A Purchasing Managers Index is an economic indicator generated monthly from surveys of private sector companies. A country’s PMI calculated by creating a weighted-average of the percentage of answers reporting improvements, no change, and deterioration. Panels reporting improvement for 100% of the questions asked would thus have PMIs of 100, and those reporting 100% deterioration would have PMIs of 0. Therefore, PMIs less than 50 indicate contraction with PMIs greater than 50 indicate expansion for a given month.
Today, the HSBC Purchasing Managers Index reported officially a PMI of 49.7 for January 2015, after December’s 49.6, the lowest in two and a half years. This will no doubt intensify speculation of China’s manufacturing industry. Not robust to this decelerated growth is the service industry; China’s non-manufacturing PMI fell from 54.1 in December to 53.7 in January 2014. In light of the recent housing bubble in China, financial services are dwindling as China slowly approaches its debt capacity, which, according to Peking University’s Michael Pettis, will be reached in three to four years.
The problems in the real estate market, however, are not similar to what the United States experienced in its recession. Almost all forms of debt are collateralized by property, which lenders hold on their balance sheets rather than selling them as securities in secondary markets.

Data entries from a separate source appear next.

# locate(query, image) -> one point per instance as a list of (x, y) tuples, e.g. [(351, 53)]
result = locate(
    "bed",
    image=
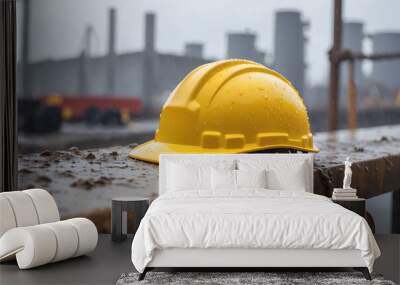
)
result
[(246, 211)]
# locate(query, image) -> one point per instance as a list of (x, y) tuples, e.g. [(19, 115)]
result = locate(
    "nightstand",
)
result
[(119, 215), (355, 205)]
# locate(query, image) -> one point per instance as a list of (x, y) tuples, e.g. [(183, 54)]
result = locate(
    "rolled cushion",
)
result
[(33, 246), (7, 219), (41, 244), (23, 208), (87, 234), (46, 207)]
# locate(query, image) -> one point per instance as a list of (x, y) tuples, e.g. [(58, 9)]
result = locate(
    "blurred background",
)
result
[(105, 67), (95, 73)]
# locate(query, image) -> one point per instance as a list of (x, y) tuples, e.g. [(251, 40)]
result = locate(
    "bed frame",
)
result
[(246, 259)]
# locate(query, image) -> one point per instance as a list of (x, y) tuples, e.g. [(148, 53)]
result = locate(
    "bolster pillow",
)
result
[(40, 244), (26, 208)]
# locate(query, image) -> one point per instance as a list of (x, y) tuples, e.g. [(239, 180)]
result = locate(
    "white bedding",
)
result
[(250, 218)]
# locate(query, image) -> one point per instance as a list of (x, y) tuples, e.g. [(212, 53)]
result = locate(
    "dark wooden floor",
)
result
[(110, 260)]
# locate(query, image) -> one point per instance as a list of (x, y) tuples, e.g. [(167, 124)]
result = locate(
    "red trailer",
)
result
[(95, 109)]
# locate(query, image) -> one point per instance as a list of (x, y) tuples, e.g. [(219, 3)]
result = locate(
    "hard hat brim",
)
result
[(151, 150)]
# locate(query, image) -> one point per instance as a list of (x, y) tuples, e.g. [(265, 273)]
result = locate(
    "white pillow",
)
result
[(223, 179), (296, 181), (283, 172), (181, 177), (251, 178)]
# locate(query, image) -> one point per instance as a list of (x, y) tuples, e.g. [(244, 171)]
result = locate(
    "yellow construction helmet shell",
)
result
[(230, 106)]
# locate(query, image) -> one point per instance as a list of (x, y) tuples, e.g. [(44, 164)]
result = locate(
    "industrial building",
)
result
[(243, 46), (289, 42), (143, 73), (386, 72)]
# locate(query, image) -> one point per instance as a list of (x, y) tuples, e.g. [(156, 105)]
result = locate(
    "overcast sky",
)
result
[(58, 25)]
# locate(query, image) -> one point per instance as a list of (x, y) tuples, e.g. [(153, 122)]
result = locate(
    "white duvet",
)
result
[(250, 219)]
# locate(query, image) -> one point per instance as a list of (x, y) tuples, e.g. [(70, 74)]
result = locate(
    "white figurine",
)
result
[(347, 174)]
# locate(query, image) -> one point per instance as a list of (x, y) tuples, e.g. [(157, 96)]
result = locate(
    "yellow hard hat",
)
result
[(230, 106)]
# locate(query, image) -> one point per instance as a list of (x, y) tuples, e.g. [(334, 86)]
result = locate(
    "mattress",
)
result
[(251, 219)]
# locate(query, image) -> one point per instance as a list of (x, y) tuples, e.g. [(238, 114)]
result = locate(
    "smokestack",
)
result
[(149, 83), (150, 32), (194, 50), (111, 51)]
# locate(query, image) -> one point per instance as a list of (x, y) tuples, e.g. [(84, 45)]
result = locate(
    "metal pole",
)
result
[(111, 51), (8, 100), (334, 68), (26, 84), (351, 98)]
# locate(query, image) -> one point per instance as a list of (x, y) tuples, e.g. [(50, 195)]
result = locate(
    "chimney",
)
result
[(149, 82), (111, 51), (150, 32), (194, 50)]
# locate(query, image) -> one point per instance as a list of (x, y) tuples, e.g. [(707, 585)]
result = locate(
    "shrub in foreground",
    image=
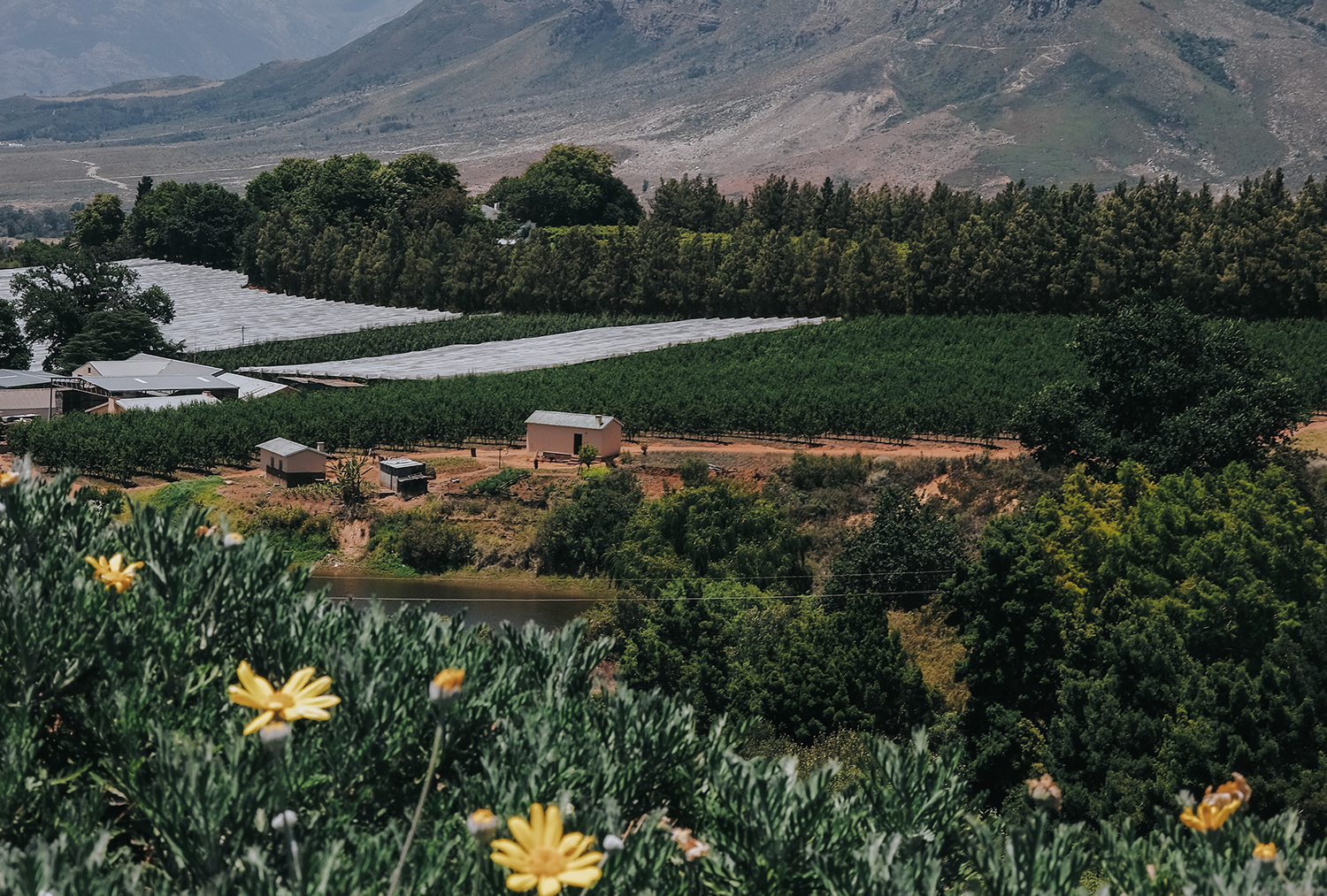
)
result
[(137, 656)]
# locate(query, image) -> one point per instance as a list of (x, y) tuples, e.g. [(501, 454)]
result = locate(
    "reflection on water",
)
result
[(483, 603)]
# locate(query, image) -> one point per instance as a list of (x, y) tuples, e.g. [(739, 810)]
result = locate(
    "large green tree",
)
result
[(1141, 636), (713, 532), (1167, 387), (807, 670), (15, 350), (113, 336), (571, 185), (58, 302), (98, 225)]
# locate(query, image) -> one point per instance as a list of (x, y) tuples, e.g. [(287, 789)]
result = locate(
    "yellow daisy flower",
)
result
[(446, 684), (111, 574), (1209, 816), (541, 858), (297, 699)]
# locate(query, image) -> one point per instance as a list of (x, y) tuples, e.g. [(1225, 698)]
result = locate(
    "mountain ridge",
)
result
[(971, 92)]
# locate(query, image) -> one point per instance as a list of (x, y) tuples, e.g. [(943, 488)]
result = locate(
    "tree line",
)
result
[(575, 239)]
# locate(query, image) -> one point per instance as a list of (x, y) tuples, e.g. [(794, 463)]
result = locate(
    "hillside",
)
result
[(973, 92), (56, 47)]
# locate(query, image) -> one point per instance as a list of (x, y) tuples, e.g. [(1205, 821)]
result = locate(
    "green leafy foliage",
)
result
[(897, 562), (193, 223), (787, 662), (501, 482), (878, 377), (129, 773), (295, 532), (1138, 635), (709, 532), (430, 543), (1165, 387), (113, 336), (15, 350), (571, 185), (60, 302), (97, 225), (578, 535)]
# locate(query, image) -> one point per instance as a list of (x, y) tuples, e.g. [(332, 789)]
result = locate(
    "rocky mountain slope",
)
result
[(974, 92), (56, 47)]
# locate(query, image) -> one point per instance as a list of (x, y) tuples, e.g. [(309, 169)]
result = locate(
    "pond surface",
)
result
[(483, 601)]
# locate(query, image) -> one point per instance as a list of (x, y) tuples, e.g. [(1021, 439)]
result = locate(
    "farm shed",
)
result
[(143, 365), (551, 432), (403, 476), (153, 402), (291, 463), (29, 393), (255, 387)]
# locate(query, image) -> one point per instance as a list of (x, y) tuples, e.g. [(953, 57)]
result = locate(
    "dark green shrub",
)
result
[(433, 546)]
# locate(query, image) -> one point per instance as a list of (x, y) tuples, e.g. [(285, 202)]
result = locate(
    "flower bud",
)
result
[(483, 824), (275, 736), (1043, 792), (286, 819)]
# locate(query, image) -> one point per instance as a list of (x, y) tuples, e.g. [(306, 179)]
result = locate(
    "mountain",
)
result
[(973, 92), (58, 47)]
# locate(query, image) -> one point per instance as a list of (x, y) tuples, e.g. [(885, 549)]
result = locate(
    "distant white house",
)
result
[(151, 402), (291, 463), (551, 432)]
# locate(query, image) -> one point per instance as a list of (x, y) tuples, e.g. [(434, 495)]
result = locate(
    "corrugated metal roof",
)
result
[(533, 352), (24, 379), (252, 387), (211, 307), (157, 382), (575, 421), (286, 448)]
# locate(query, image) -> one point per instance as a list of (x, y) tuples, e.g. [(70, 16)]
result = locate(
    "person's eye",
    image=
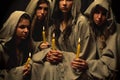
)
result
[(46, 9), (22, 26), (39, 8)]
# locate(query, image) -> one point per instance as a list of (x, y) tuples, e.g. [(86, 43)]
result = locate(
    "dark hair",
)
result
[(37, 25), (25, 46), (57, 17)]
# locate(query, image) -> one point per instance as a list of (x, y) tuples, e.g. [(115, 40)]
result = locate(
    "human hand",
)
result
[(26, 69), (44, 45), (54, 56), (79, 64)]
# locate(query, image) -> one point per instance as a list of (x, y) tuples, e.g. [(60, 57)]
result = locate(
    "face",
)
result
[(42, 11), (23, 28), (65, 5), (99, 16)]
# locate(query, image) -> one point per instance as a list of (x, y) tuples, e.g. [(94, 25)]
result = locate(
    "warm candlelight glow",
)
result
[(53, 41), (28, 60), (78, 48), (43, 34)]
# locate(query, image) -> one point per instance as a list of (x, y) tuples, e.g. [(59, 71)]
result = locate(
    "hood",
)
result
[(8, 29), (31, 7), (103, 3)]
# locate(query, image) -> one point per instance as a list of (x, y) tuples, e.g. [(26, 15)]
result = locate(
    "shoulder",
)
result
[(82, 19)]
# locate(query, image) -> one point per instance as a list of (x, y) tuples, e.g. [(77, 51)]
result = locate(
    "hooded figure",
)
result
[(45, 70), (101, 53), (14, 46)]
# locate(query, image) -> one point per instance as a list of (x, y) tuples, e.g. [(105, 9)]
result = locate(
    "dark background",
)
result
[(8, 6)]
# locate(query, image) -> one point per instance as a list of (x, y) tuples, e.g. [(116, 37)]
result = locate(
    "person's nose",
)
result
[(26, 30), (64, 2), (100, 15), (42, 11)]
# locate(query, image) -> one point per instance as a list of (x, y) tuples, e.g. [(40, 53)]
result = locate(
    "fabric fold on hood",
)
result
[(8, 29)]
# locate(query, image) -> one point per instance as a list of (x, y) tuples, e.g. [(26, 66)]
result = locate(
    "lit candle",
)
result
[(53, 41), (43, 34), (28, 60), (78, 48)]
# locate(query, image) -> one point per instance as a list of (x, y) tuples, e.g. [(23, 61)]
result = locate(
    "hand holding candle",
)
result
[(43, 34), (53, 41), (28, 60), (78, 48)]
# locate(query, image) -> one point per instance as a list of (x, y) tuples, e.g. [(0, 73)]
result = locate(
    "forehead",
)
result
[(100, 8), (43, 4)]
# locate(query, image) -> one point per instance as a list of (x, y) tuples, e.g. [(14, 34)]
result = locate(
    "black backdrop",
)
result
[(8, 6)]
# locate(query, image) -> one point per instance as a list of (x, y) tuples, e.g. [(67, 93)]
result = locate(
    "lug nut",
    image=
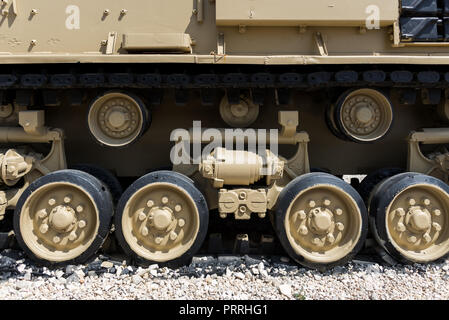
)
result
[(142, 216), (72, 236), (303, 230), (436, 226), (401, 227), (400, 212), (42, 213), (82, 224), (43, 228)]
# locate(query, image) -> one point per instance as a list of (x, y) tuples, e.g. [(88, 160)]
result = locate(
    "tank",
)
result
[(157, 124)]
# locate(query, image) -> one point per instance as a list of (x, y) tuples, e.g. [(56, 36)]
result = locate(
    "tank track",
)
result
[(282, 78)]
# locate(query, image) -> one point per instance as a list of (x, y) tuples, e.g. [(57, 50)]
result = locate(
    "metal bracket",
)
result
[(221, 45), (110, 48), (321, 44)]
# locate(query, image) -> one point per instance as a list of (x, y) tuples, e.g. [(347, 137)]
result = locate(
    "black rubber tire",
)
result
[(105, 176), (289, 193), (180, 181), (381, 199), (91, 185), (368, 184)]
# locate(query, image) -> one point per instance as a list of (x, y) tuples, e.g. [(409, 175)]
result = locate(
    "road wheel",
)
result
[(162, 218), (409, 216), (63, 217), (320, 220)]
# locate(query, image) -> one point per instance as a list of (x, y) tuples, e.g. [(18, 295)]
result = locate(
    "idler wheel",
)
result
[(363, 115), (116, 119)]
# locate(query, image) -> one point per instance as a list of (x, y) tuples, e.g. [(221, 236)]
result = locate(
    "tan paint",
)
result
[(417, 220), (59, 221)]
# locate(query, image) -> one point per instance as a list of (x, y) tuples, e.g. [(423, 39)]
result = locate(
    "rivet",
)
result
[(43, 228), (142, 216), (303, 230), (42, 213), (81, 224), (72, 236), (436, 226)]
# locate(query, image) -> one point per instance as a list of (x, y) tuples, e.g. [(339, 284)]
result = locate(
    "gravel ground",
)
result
[(223, 277)]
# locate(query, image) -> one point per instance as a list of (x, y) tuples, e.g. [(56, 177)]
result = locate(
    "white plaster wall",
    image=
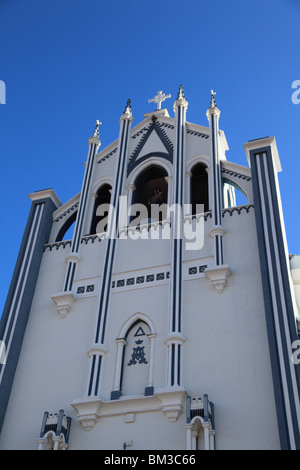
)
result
[(225, 353)]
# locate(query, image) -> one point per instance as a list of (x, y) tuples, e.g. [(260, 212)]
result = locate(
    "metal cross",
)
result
[(159, 98), (96, 132)]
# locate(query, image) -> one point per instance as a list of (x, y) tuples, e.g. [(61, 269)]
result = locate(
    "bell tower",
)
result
[(168, 319)]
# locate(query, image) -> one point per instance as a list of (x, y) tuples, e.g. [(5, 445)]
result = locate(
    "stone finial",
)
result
[(159, 98), (96, 131), (213, 103), (128, 109), (181, 94)]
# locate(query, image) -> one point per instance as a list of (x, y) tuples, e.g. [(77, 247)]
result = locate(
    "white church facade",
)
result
[(170, 319)]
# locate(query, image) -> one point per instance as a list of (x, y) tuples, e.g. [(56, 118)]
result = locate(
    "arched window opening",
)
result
[(199, 187), (233, 195), (99, 219), (136, 360), (66, 231), (151, 190)]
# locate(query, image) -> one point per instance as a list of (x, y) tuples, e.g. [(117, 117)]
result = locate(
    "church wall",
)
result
[(227, 345)]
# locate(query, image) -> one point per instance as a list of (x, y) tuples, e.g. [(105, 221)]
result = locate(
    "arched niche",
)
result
[(99, 216), (136, 359), (199, 187), (134, 369), (66, 231), (151, 189)]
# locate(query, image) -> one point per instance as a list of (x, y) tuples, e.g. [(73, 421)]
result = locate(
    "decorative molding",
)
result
[(218, 275), (106, 157), (171, 399), (71, 209), (87, 411), (235, 174), (139, 279), (57, 245), (198, 134), (237, 209), (154, 126)]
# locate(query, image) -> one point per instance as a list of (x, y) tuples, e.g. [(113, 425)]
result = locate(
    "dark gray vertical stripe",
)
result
[(83, 199), (281, 370), (18, 303)]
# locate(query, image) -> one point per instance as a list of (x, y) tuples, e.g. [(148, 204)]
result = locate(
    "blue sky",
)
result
[(66, 63)]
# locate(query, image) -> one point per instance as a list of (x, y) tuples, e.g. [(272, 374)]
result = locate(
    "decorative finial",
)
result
[(128, 109), (181, 93), (96, 131), (159, 98), (213, 103)]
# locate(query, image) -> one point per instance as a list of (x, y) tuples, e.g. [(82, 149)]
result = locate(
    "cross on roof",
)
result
[(96, 132), (159, 98)]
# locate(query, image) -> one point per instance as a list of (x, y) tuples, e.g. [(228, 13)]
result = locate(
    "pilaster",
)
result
[(219, 273)]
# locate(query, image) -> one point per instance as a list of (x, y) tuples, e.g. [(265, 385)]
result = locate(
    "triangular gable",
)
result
[(160, 146), (140, 332)]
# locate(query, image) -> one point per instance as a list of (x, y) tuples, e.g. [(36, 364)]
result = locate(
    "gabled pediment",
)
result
[(155, 141)]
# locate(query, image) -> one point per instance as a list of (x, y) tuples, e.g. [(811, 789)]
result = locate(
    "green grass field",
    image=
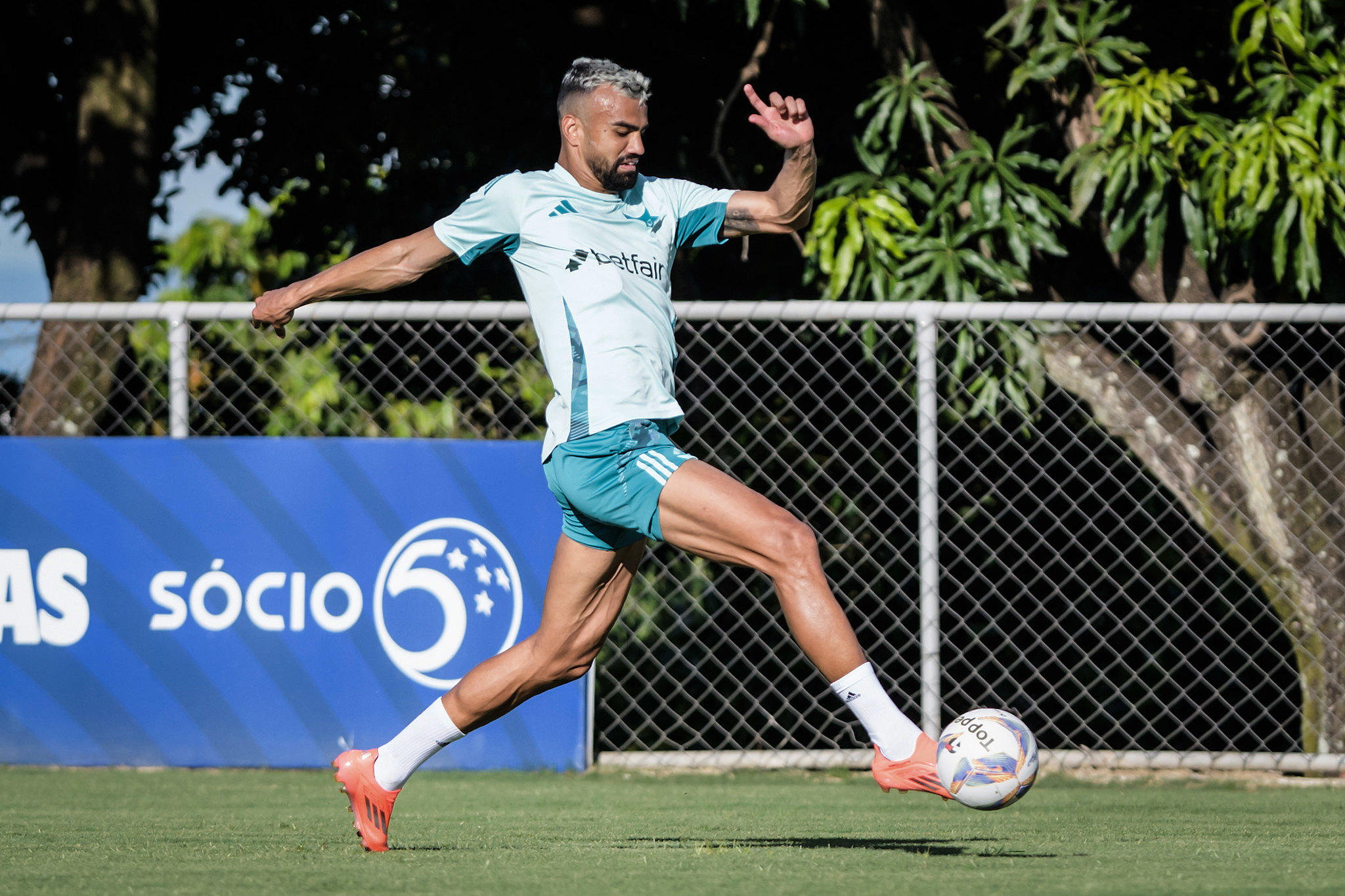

Nariman Behravesh, chief economist at IHS, affirms that there are far more internal than external factors that are slowing China’s economic growth. If China wishes to transition from an export-dependent to a consumer-driven economy, it will likely need to undergo further reform and stimulus from the central government as one-year interest rates have already begun to be cut by the central bank.
Sources: CNBC Story A and Story B and Business Insider for the graph.
“Contraction” or slowdown? I have not spent time looking at the PMI or other “diffusion” indices (this “better less worse” index structure is common), whether for China or Japan/the US so I’m not sure how to interpret this. However, I strongly suspect it means that manufacturers are seeing fewer orders than expected, so that is against base growth rather than implying an absolute decline. But I’m not sure.
I’ve commented on other posts: is China an export-dependent economy? Look at the most recent World Bank or IMF overview of China (links on the blogroll at right!) to check relevant data.